The Greek Riddle: Considerations of Genre, Occasion,
and Poetics of the griphos

Alexander C. Loney (Duke University)

The riddle (griphos) has a rich and intricate history in Greek literature and folklore. Some riddles appear to reach deep into the Greek prehistory and the myth, such as the riddle of the Sphinx, first alluded to in Hesiod’s Works and Days (533), or the common-place riddle “I bore my mother,” attested in the Palatine Anthology (14.40,41) as well as in the folklore of numerous other cultures. While some riddles treat matters as profound as human mortality, other riddles seem merely to be quizzical takes on the mundane—artichokes, fish, and dates, to name a few. Nevertheless, riddles had significance. The great culture-heroes of Greece were said to have grappled with riddles: Homer died from an unsolved riddle and the legendary Seven Sages were credited with composing several riddles themselves, as well as participating in riddle-contests. The riddle eventually appears in the rhetorical tradition, where it is schematized as one of the seven types of allegory by the third-century grammarian, Marius Plotius Sacerdos, and likely before him by Philodemus.

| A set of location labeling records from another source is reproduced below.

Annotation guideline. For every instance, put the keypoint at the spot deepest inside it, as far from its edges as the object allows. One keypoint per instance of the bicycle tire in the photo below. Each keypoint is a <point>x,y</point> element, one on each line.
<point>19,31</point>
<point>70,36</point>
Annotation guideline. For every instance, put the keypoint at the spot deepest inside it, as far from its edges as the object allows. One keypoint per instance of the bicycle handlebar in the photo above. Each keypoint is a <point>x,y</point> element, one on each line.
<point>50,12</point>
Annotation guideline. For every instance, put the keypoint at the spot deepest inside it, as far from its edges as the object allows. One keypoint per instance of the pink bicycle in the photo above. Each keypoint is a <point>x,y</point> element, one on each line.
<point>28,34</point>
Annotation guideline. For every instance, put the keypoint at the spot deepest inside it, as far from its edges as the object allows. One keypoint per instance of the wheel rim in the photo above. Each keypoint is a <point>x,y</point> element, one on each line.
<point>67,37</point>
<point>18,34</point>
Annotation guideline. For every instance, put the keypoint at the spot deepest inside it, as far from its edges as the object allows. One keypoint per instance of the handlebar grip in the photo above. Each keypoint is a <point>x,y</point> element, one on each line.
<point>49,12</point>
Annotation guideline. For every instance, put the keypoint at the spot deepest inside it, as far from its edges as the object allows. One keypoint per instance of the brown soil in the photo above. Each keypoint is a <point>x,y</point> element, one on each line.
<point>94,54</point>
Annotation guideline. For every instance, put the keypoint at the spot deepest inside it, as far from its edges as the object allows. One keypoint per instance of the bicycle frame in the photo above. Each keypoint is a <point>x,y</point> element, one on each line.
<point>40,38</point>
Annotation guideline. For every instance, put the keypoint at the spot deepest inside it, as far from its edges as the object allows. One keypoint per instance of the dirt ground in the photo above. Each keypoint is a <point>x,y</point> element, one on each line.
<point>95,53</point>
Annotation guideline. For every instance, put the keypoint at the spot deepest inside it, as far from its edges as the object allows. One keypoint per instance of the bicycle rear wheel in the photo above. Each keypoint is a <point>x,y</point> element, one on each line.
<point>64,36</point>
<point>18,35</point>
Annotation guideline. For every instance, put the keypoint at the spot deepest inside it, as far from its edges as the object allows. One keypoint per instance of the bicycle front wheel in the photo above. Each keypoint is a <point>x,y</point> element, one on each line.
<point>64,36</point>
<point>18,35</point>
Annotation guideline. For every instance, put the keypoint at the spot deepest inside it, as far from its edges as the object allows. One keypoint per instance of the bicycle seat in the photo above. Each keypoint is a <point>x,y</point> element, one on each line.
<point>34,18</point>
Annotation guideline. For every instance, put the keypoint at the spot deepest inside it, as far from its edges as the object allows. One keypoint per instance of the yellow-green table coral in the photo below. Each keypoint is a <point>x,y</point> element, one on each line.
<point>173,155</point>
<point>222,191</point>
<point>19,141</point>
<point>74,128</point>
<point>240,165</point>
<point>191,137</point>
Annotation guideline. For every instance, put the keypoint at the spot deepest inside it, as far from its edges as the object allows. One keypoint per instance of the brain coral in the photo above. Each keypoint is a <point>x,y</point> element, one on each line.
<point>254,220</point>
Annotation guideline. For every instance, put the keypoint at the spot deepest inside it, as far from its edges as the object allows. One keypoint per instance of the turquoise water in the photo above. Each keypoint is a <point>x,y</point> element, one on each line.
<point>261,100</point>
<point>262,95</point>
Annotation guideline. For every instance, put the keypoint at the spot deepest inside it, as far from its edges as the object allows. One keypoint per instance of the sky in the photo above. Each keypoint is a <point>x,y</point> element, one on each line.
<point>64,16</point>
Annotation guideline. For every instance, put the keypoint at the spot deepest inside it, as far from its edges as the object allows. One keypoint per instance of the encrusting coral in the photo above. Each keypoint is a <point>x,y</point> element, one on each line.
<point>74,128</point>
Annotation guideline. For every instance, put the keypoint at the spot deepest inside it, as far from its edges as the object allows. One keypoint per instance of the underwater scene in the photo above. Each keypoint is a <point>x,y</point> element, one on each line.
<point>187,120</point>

Despite the great range and significance of riddles in Greece—in both “high” and “low” culture—they have received little systematic attention from scholars, with Schutz (1920) having made the last major study of riddles as such. This goal of this paper will be to lay out the principal contours of the Greek riddle in terms of genre, occasion, and poetics, with a view to how these categories of analysis coincide with or differ from the use of riddles in comparable cultures. Attention will be paid to how riddles are related to and differentiated from similar ancient word-puzzle forms, such as enigmas (ainigmata) and oracles (chresmoi). Furthermore, there will be some consideration of the character of the Greek riddle-tradition within a larger cross-cultural context.

This paper will discuss the genre of the preserved riddles in formal terms: the range of subjects, the length and form of the word-puzzles (typically epigrammatic), and the relative ease or obscurity of the answers. This paper will also discuss the range of occasions and contexts for the composition of riddles, not only their use as topoi in other genres, but also their social role in symposia and riddle-contests, as well as their appearance in literate forms, best seen in the collection of riddle-poems in book fourteen of the Palatine Anthology. This paper will also consider the poetic techniques employed in some typical riddles, including assonance, paronomasia, alliteration, juxtaposition, rhythmic balance, chiasmus, and parallelism. Finally, this paper will suggest in its conclusion a working definition of the Greek riddle.